Notwithstanding the burden of avoiding error, in misspeaking or mistreating the words of Christ while doing justice to His gospel, it seems as though we’ve set ourselves up for failure.
But it’s vital to remember that God’s measure of pastoral success doesn’t ride on the results of a sermon. The amount of people who “come forward” isn’t an accurate barometer of a faithful message. God isn’t desirous that you preach impressively or speak eloquently, for Him or your congregation. God wants you to preach His Word because His Word is truth and it’s only by hearing His Word that grace is understood and change is experienced (Rom. 10:13-17).
A preacher is to yield to the call to preach Jesus’ gospel of grace regardless of what people say, think, or how they respond (or don’t). Remember the scene of Moses at the burning bush? God called him to face Pharaoh and demand Israel’s liberty. This was a weighty assignment, and Moses gave every excuse as to why he wasn’t the man for the job. “Who am I to appear before Pharaoh?” he protested, “I’m not very good with words. I never have been, and I’m not now, even though you have spoken to me. I get tongue-tied, and my words get tangled” (Ex. 3:11; 4:10).
It’s very easy for me to slip into a similar mindset, fearing my skills are lacking, that someone else is better suited for the task, or that the burden of the call is too great.

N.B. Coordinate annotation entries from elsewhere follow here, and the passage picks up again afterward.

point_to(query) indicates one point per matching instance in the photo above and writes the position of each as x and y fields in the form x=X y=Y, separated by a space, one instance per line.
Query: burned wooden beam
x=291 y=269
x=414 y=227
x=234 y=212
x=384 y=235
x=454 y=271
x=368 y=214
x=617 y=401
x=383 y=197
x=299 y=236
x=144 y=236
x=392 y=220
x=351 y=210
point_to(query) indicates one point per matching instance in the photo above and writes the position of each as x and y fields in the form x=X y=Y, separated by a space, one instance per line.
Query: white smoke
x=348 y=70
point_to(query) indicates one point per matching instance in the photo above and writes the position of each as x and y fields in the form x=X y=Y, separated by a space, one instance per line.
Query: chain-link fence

But the glory of the gospel is that a primary qualification for being a preacher, in any capacity, is recognizing how terribly unqualified you are.
Remember how the Lord replied to Moses’ grievance? “Who has made man’s mouth? Who makes him mute, or deaf, or seeing, or blind? Is it not I, the LORD? Now therefore go, and I will be with your mouth and teach you what you shall speak” (Ex. 4:11-12).

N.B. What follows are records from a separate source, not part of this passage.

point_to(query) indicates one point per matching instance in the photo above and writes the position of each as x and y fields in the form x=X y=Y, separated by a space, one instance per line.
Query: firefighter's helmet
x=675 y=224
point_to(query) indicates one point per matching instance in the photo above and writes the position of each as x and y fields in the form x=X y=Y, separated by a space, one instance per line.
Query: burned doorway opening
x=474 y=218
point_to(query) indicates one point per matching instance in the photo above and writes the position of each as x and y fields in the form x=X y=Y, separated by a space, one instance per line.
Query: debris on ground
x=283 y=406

“Now therefore go” – such a simple and direct command. God promised that Moses wouldn’t be defiantly speaking and standing before Pharaoh in his own ability and strength, using his own words and rhetoric. Rather, the power, presence, and grace of God would go with him, and the words of God would flow through him.
In some ways, inadequacy and unworthiness are precisely how we ought to feel as youth pastors – inadequacy should be a part of your job description. The emotions we put into preaching should never be characterized by self-assurance. Instead, we should feel our way forward tentatively but confidently, with a sense of unfinished business and total reliance on God.

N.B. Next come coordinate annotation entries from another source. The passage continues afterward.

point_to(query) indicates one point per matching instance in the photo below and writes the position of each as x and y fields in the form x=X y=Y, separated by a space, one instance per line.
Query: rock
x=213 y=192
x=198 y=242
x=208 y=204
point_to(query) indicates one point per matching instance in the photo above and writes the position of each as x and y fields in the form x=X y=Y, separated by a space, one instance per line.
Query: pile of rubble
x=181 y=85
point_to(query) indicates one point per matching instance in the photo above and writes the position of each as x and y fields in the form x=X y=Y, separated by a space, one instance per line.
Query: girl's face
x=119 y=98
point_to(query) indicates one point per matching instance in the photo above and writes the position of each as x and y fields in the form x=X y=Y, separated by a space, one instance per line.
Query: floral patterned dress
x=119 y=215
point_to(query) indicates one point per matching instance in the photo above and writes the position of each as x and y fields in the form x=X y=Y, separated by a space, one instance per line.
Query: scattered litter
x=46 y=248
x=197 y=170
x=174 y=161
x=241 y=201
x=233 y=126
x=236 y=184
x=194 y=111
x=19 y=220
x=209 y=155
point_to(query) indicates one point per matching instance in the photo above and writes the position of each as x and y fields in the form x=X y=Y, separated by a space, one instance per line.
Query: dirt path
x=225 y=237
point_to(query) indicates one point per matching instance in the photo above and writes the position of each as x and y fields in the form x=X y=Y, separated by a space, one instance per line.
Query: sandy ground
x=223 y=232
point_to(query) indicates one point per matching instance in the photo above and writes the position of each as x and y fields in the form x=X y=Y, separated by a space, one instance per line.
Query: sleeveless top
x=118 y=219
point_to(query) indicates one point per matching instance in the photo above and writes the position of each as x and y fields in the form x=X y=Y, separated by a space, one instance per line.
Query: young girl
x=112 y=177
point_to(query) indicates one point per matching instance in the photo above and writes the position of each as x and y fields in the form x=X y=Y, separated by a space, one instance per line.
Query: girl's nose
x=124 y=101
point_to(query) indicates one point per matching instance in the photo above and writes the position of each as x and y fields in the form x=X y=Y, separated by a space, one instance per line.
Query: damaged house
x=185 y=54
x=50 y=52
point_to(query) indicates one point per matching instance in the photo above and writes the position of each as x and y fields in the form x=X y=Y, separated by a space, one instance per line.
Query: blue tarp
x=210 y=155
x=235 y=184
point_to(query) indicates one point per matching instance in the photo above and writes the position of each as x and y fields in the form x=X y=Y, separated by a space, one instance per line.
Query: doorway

Preachers are merely channels of His grace.
All of my eloquence and tact in delivering a message are merely distractions designed to tear me up if I fail, or swell my pride if I succeed.
A pastor’s capacity for preaching rests on God the Father to perform the work. I’d contend that inadequacy and unworthiness are signs that God has done the work for you. You can fully rely on the power and grace of Christ because His gospel can shine a light on the darkest soul, regardless of how vividly it’s presented.
Furthermore, a pastor’s mission is never over. It’s Monday, it’s time to forget all the times of misspeaking and begin letting God speak to you again. The battle lies in evading these downcast feelings and distracting thoughts and allowing God to use you again and again, despite what you think about yourself. And that’s the best part: God only uses broken, inadequate people to proclaim His perfect, un-yielding gospel.
Recall the encouraging, inspired words of Paul: “God chose what is foolish in the world to shame the wise; God chose what is weak in the world to shame the strong; God chose what is low and despised in the world, even things that are not, to bring to nothing things that are, so that no human being might boast in the presence of God” (1 Cor. 1:27-29).
Youth pastors – perhaps foolish, weak, low, or despised – put your confidence in Jesus. God will fulfill the rest. Your errand is, “Now therefore go” – speak and persist unashamed in the message He lays on you.